4. Define Input Schema:

   • Select JSON editor

   • Copy in the schema:

     {
       "fields": [
           {"name": "transaction_id", "type": "string", "required": true},
           {"name": "user_id", "type": "int64", "required": true},
           {"name": "amount", "type": "float64", "required": false},
           {"name": "transaction_timestamp", "type": "string", "required": false},
           {"name": "location", "type": "string", "required": false},
           {"name": "merchant_category", "type": "string", "required": false},
           {"name": "is_fraud", "type": "bool", "required": false}
       ]
     }

   • Select Next

5. Define Sink:

   • Select your R2 bucket: fraud-pipeline
   • Storage type: R2 Data Catalog
   • Namespace: fraud_detection
   • Table name: transactions
   • Advanced Settings: Change Maximum Time Interval to 30 seconds
   • Select Next

6. Credentials:

   • Disable Automatically create an Account API token for your sink
   • Enter Catalog Token from step 1
   • Select Next

7. Pipeline Definition:

   • Leave the default SQL query:

     INSERT INTO raw_events_sink SELECT * FROM raw_events_stream;

   • Select Create Pipeline

8. After pipeline creation, note the Stream ID for the next step.
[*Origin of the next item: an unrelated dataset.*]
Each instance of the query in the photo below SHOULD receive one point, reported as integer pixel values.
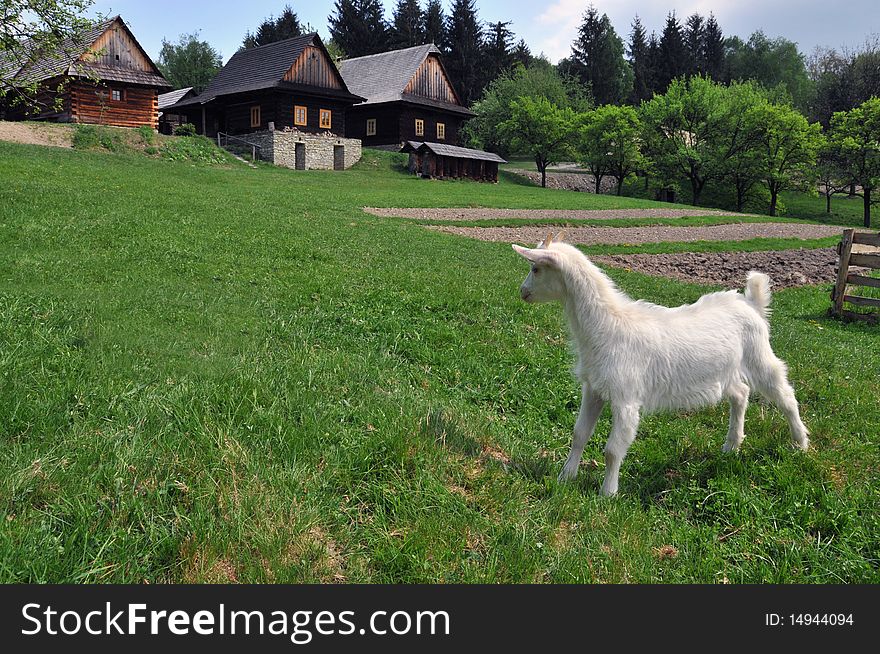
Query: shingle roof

4. Generate sample fraud detection data

Create a Python script to generate realistic transaction data with fraud patterns:

fraud_data_generator.py

import requests
import json
import uuid
import random
import time
import os
from datetime import datetime, timezone, timedelta

# Configuration - exported from the prior steps
STREAM_ENDPOINT = os.environ["STREAM_ENDPOINT"]# From the stream you created
API_TOKEN = os.environ["WRANGLER_R2_SQL_AUTH_TOKEN"] #the same one created earlier
EVENTS_TO_SEND = 1000 # Feel free to adjust this

def generate_transaction():
    """Generate some random transactions with occasional fraud"""

    # User IDs
    high_risk_users = [1001, 1002, 1003, 1004, 1005]
    normal_users = list(range(1006, 2000))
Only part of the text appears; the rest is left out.